You know that pitchers run the risk of blowing out an elbow ligament.
But who would have thought they could lose a rib?
Thoracic outlet syndrome (TOS) is, unfortunately, a risk that comes with the unnatural art of throwing a baseball, and it has affected some big-name pitchers -- and their rib bones -- through the years.
Let’s learn more about this condition and why pitchers are particularly susceptible to it.
Here’s an FAQ on TOS.
What is thoracic outlet syndrome?
The thoracic outlet itself is the area between the neck and shoulder. TOS is a group of conditions caused by the compression of nerves or blood vessels in the thoracic outlet. The compression can cause shoulder and neck pain. It can also lead to numbness in the fingers, a weak grip, cold hands and swelling.
What is the cause of TOS?
There are many potential causes, such as whiplash or other trauma from a car accident, bad posture, pregnancy, heavy lifting or even the anatomical abnormality of having an extra rib.

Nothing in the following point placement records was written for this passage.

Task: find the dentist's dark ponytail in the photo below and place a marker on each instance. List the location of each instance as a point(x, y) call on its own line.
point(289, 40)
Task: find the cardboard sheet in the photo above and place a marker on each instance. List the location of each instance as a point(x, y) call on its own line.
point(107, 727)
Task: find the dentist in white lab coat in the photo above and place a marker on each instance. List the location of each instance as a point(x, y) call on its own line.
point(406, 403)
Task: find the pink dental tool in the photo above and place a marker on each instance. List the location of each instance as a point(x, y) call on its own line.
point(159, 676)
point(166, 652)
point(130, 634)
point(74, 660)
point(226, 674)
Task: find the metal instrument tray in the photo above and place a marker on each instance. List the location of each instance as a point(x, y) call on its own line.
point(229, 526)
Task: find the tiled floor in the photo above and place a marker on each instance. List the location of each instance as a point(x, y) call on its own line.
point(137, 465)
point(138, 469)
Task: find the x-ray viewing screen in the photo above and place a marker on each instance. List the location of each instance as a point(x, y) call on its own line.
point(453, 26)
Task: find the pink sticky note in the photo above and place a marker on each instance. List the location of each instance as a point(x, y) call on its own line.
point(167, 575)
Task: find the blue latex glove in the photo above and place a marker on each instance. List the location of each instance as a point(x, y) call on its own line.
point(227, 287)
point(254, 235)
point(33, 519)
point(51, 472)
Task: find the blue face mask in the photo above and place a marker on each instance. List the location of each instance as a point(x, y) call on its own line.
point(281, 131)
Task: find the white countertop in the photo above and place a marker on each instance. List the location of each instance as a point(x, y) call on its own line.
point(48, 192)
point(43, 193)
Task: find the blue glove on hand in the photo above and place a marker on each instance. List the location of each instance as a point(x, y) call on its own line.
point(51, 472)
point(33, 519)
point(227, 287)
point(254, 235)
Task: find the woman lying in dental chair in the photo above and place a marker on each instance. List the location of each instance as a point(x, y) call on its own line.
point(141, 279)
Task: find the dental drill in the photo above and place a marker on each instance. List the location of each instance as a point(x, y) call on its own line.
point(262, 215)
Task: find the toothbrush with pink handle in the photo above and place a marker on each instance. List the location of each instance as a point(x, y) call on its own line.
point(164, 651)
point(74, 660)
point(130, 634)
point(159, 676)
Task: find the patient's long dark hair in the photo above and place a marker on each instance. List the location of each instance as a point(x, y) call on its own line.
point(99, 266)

But baseball pitchers are particularly susceptible to it.
Why are pitchers at risk?
For one, pitchers’ training methods enlarge the muscles in the neck and pectorals, crowding that thoracic outlet space and potentially leading to compression.

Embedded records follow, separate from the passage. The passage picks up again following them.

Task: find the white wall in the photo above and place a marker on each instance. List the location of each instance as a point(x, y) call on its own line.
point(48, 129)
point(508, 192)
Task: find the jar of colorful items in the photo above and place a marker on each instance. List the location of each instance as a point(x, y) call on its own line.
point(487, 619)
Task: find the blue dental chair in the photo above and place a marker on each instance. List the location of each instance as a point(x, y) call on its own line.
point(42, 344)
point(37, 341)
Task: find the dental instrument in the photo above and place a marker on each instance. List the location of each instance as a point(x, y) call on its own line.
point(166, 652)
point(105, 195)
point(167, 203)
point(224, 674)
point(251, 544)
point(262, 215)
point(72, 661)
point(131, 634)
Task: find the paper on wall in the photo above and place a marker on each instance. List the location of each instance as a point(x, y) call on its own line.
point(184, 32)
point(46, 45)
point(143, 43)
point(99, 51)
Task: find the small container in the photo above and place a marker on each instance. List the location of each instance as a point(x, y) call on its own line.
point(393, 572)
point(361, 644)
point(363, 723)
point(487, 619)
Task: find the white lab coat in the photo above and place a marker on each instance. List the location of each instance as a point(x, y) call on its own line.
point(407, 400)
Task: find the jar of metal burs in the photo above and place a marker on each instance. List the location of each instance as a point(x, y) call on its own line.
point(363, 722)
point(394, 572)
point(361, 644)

Also, the repetitive overhead motions of pitching -- especially at high velocity -- causes stress on the joints, muscles and soft tissues and can lead to abnormal positioning of the collarbone. If the collarbone shifts too close to the first rib, it can compress the nerves in that area, causing TOS.
Are there different kinds of TOS?
Yes. Most pitchers who deal with TOS have what’s called neurogenic TOS. That’s a compression of the nerves.
Another form is called venous TOS, which is compression of the vein between the collarbone and first rib. It requires quicker medical intervention than neurogenic TOS because of the threat of blood clots that can block blood flow in the arm or hand or to the lungs. However, surgically addressing venous TOS is generally seen as having a more predictable outcome than neurogenic TOS.
A third type of TOS is arterial, which involves the artery. That’s the rarest form, leading to coldness in the hand or even finger gangrene.
What are the symptoms of a pitcher with TOS?
The dreaded “dead arm” -- a sudden drop in velocity that doesn’t improve with rest -- could be a sign of TOS. Other symptoms might include difficulty gripping the ball or feeling the seams due to tingling in the fingers, a loss of command or arm fatigue.
How is TOS treated?
TOS can be treated first with physical therapy to strengthen and stretch the shoulder muscles and open the thoracic outlet, taking pressure off the blood vessels and nerves. For venous TOS, blood thinners and lifestyle changes can help manage symptoms.
Quite often, though, baseball pitchers diagnosed with TOS require surgery.
What does TOS surgery entail?
It’s called decompression. Typically, the first rib is removed, as are the neck muscles contributing to the compression.
Venous TOS patients (Phillies ace Zack Wheeler as an example) typically need a procedure to remove the blood clot first, prior to the decompression surgery.
What happens to the rib?
Some players have kept it as a souvenir.
Gross.
Yeah.
How long is the recovery?
Depends on the severity of the case and the type of TOS, but a typical recovery period for a pitcher is about nine or 10 months.
Do pitchers treated for TOS come back as effective as they were before?
A study published in the Orthopedic Journal of Sports Medicine in 2022 evaluated the cases of 26 MLB pitchers with neurogenic or venous TOS who underwent rib resection surgery between January 2001 to December 2019. Of those pitchers, 21 (81%) had a successful return to play, which is considered a high rate. For those who returned, the study did not find a notable difference in postoperative career length compared with controls, and that performance level was generally the same or better than prior to the surgery.
However, the study noted that the small sample size created by the relative rarity of TOS created the opportunity for error. Also, the study was not able to determine significant differences between neurogenic and vascular TOS, due to the limited number of vascular cases.
In the time since that study was published, we do have one prominent example since then of a player’s career derailed by TOS -- former National ace Stephen Strasburg. He had TOS surgery in July 2021, and returned to the mound 11 months later to throw just 4 2/3 innings in what would turn out to be his final big-league start. Despite the surgery, he continued to have chronic nerve issues and neck/shoulder pain.
Strasburg’s case was one of neurogenic TOS, which, again, is the more common condition.
Who are some other pitchers who dealt with TOS?
Success stories include Merrill Kelly, Alex Cobb, Josh Beckett and Kenny Rogers, all of whom were able to return from TOS at a high level.
On the flip side, Matt Harvey, Chris Carpenter and the aforementioned Strasburg are notable cases of pitchers who made it back to the mound but did not regain their command, velocity and/or effectiveness.
Can position players develop TOS?
Yes, because anyone can. Position player cases are rarer than pitchers but do exist. First baseman Jared Walsh (2022) and catcher Mike Zunino (also 2022) are examples. Both had All-Star seasons in their past, but neither performed at an elite level following the surgery.